著者は戯曲や漫画の原作を書く人で、劇や漫画で、ある状況、ある感情を伝えたいときには言葉よりも動作、表情といったノンバーバル(非言語)・コミュニケーションが効果的であると述べている。また、色、匂い、相手との距離など言葉以外のふれあいの重要性を例示している。

人が他人から受取る情報の割合に関する実験結果に、「顔の表情55%、声の高低・大きさ・テンポ38%、話す言葉の内容7%」というものがあるらしい。
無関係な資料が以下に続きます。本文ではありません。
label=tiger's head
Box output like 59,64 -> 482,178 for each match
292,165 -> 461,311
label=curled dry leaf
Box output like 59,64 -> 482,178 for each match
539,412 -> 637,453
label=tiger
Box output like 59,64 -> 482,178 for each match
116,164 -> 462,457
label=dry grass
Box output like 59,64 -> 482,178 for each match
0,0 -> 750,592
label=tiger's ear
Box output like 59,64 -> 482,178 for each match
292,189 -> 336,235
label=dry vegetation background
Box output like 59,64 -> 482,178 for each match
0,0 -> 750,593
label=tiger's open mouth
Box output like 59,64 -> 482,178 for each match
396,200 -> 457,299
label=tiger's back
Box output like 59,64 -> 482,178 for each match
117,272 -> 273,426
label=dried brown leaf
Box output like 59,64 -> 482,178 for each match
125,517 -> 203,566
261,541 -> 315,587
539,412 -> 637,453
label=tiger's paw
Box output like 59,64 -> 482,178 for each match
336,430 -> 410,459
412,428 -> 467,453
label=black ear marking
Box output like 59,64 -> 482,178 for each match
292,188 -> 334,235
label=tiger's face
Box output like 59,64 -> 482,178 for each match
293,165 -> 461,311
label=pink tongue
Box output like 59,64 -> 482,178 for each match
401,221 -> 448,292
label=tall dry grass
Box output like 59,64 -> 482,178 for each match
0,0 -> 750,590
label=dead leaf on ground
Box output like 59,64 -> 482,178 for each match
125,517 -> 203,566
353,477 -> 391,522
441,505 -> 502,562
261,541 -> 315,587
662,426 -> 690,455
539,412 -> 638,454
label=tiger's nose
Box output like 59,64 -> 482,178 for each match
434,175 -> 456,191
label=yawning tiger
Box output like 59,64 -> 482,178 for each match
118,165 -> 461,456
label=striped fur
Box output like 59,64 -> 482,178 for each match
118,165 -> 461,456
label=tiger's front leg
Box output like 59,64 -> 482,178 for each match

言葉は7%に過ぎないのに重要視され過ぎている。

以下、本論にはあまり関係ないが、なるほどと思ったところを3つだけ、ご紹介する。

著者が書いた戯曲「漂鳥の儚(ひょうちょうのゆめ)」には、次のような場面がある。女が愛している男を騙し、そして許しを請う。男は、女にトランプカードの束の中から一枚引けという。スペードのAを引いたら許してやるという。女は見事にスペードのAを引く。男が去った後、残りのカードを調べると、全部スペードのAだった。男は最初から許していたのだった。このシーンに台詞は邪魔である。

男は嘘をついたとき、目をそらす。やましい気持ちが目に表れる。女は嘘をついたとき、相手をじっと見つめて取り繕おうとする。しかし、この女の動作は一般にはよく知られていない。そこで、演出家は女がやましいときも目を外す演技をつける。

漫画で可愛い女の子のポーズは、快活に足を広げているときも、膝は内側を向いているというものである。男に好まれるぎこちない女の子を演出するためである。目は大きめに開き、目と目の間を多少あけるとあどけなくなり、無防備さが出てくる。